Model weights are the learned numbers inside the neural network.

During training, the model adjusts billions of numeric parameters so that, given some input text, it becomes better at predicting the next token. Those parameters are the weights.

Short Intuition

A useful way to think about it:

  • The model architecture is the blueprint.
  • The weights are the filled-in values that make the blueprint useful.
  • Without weights, the model is just an empty structure.

What Weights Do

Weights control how information flows through the network.

They determine:

  • how strongly one internal feature affects another
  • which patterns the model has learned from training data
  • how the model transforms input tokens into probabilities for the next token

In practice, weights are the model’s learned behavior encoded as numbers.

Why They Matter

When people say a model is “7B” or “70B”, they are usually referring to the number of parameters or weights.

More weights often mean:

  • more memory usage
  • more computation
  • potentially stronger modeling capacity

But more weights also mean the model is heavier to load and run.

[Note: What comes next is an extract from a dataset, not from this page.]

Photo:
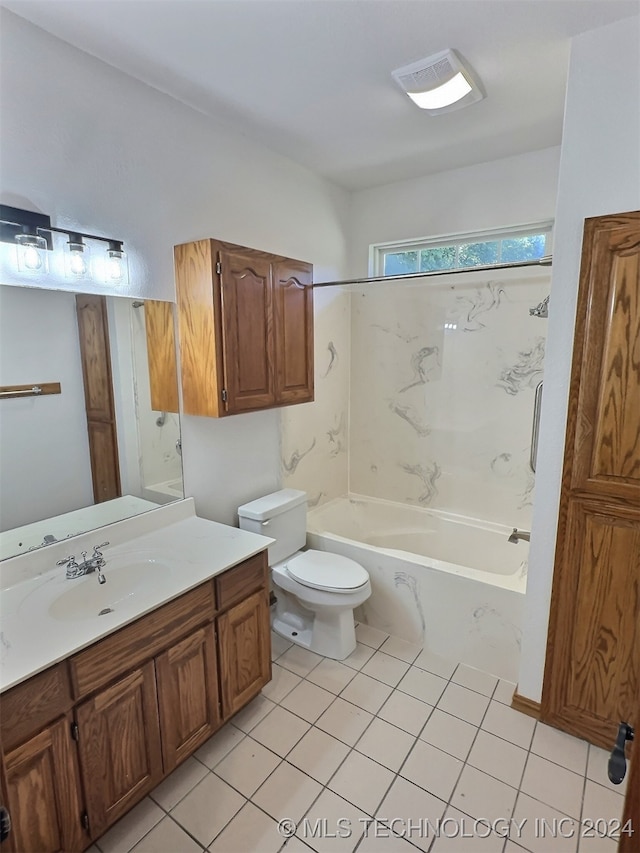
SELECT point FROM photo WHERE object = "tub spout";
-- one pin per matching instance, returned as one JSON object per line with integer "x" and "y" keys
{"x": 519, "y": 534}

In Real Systems Like Ollama

A model file stored on disk mostly contains these learned weights.

When Ollama loads a model, it is mainly loading those numbers into RAM and sometimes VRAM so inference can begin.

That is one major reason the first prompt is often slower: the system has to bring the model’s learned parameters into memory before it can generate text.

Tiny Analogy

If a neural network is a huge board of adjustable knobs, the weights are the positions of those knobs after training.

Training is the process of turning all those knobs until the model becomes good at prediction.